'We will send jihadists straight to hell': Lebanese Christian women take up arms after deadly suicide bombings
Carey Lodge CHRISTIAN TODAY JOURNALIST
Five people were killed and more than two dozen wounded after eight bombers blew themselves up in the predominantly Christian village of Qaa, a few kilometres from the border with Syria, on June 27. At least two of the attacks took place in the evening outside the Mar Elias church, where mourners had gathered for a vigil in honour of those killed earlier in the day.
According to Arabya English, the bombings "triggered fear and panic among Qaa's residents", and photos released by Reuters on Tuesday showed Christian women holding guns to protect themselves from future attacks.
"We will not allow Lebanon to become a new Iraq. We will not flee, we have weapons and are ready to protect ourselves," one woman from Qaa told Assyrian campaign group A Demand for Action (ADFA).

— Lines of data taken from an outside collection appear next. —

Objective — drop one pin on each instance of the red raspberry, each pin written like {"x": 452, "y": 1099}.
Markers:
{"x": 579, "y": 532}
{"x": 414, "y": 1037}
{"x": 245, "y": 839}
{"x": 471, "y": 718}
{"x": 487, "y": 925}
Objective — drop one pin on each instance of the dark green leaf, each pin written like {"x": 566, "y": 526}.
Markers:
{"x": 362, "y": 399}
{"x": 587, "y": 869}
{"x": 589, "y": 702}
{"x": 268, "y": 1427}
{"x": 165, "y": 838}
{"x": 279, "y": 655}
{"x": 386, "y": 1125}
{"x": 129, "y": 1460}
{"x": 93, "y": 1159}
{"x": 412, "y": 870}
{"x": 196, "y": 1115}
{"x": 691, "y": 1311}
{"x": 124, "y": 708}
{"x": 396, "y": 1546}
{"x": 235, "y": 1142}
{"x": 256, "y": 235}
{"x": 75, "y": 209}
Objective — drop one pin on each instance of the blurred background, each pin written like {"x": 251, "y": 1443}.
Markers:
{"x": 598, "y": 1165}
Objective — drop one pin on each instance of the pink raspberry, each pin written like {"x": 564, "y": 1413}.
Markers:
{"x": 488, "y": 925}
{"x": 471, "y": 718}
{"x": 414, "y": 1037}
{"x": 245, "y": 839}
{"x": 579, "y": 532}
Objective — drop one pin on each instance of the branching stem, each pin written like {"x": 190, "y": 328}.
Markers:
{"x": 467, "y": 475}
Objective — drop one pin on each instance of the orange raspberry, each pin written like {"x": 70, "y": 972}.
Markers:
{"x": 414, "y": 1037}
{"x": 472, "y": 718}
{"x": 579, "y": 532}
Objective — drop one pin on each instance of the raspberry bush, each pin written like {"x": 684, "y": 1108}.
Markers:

She said that all women in the village have decided to arm themselves. "Jihadists think they go to hell if they are killed by women, we will send them straight to hell," she added.
The priest of Mar Elias church, Rev Elian Nasrallah, told the New York Times via telephone on Monday that the residents of Qaa were "living in terror".
The priest of Mar Elias church, Rev Elian Nasrallah, told the New York Times via telephone on Monday that the residents of Qaa were "living in terror".
"People are stuck in their houses, not daring to go out and fearing more suicide bombers," he said.
Melkite Catholic Archbishop Elias Rahal of Baalbek told Catholic News Service: "We pray, we pray, we pray for the dead, for the injured... We are here for the families and for their children".
The Archbishop travelled to Qaa after the first suicide bombing on Monday, and insisted that Christians would remain in the region "despite all that has happened".
"We are here and we are here to stay," he added.
President of the Syriac League of Lebanon, Habib Afram, told ADFA the world needed to wake up to "the growing Islamic anger against Christians.
"This is not the first time and not the last time," he said. "For how long is the west going to ignore the fact of the ongoing genocide in Syria and Iraq that terrorists now also try to extend to Lebanon?"
No group has yet claimed responsibility, but officials suspect ISIS was behind the attacks.